Magí Rimbau muestra un tríptico con la convocatoria de la #MarxaPagesa. Foto: Alba Mariné

El próximo jueves 26 de enero, Magí Rimbau volverá a subirse a su tractor SAME de 100 CV y fabricación italiana para unirse a la que podría ser su última marcha payesa. Magí tiene 64 años y es de Alcover. Se dedica a la avellana y a la aceituna. En Alcover cultiva seis hectáreas de avellanos y otras cinco de olivos. No tuvo hijos. Tampoco tiene trabajadores. Un agricultor nunca deja la tierra, pero un día se jubilará. Ese día está más cerca, y no tiene relevo.

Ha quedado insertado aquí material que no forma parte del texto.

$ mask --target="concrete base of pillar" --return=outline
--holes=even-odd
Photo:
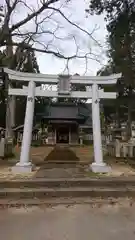
[[[111,172],[111,167],[106,163],[92,163],[90,165],[92,172],[94,173],[108,173]]]
[[[12,167],[13,173],[31,173],[34,170],[34,165],[29,163],[17,163],[15,166]]]

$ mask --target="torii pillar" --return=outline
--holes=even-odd
[[[29,173],[33,169],[33,165],[32,162],[29,161],[29,157],[33,128],[35,86],[34,81],[29,82],[20,161],[12,168],[12,171],[16,173]]]
[[[92,85],[92,126],[94,141],[94,162],[91,164],[91,170],[95,173],[106,173],[111,171],[111,167],[103,161],[101,124],[100,124],[100,106],[99,106],[98,84]]]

El jueves, Magí y su tractor se sumarán a la columna del Camp de Tarragona en la #MarxaPagesa, convocada por el sindicato Unió de Pagesos en defensa de la «dignidad de la payesía» y «para renovar el acuerdo de la sociedad con el campo».

En la memoria de Magí, un histórico del Alt Camp en las bases de este sindicato agrario (mayoritario en Catalunya), está su participación en algunas de las movilizaciones más intensas que se recuerdan en este sector. «Estoy acostumbrado. Ya en aquellos años quemé neumáticos».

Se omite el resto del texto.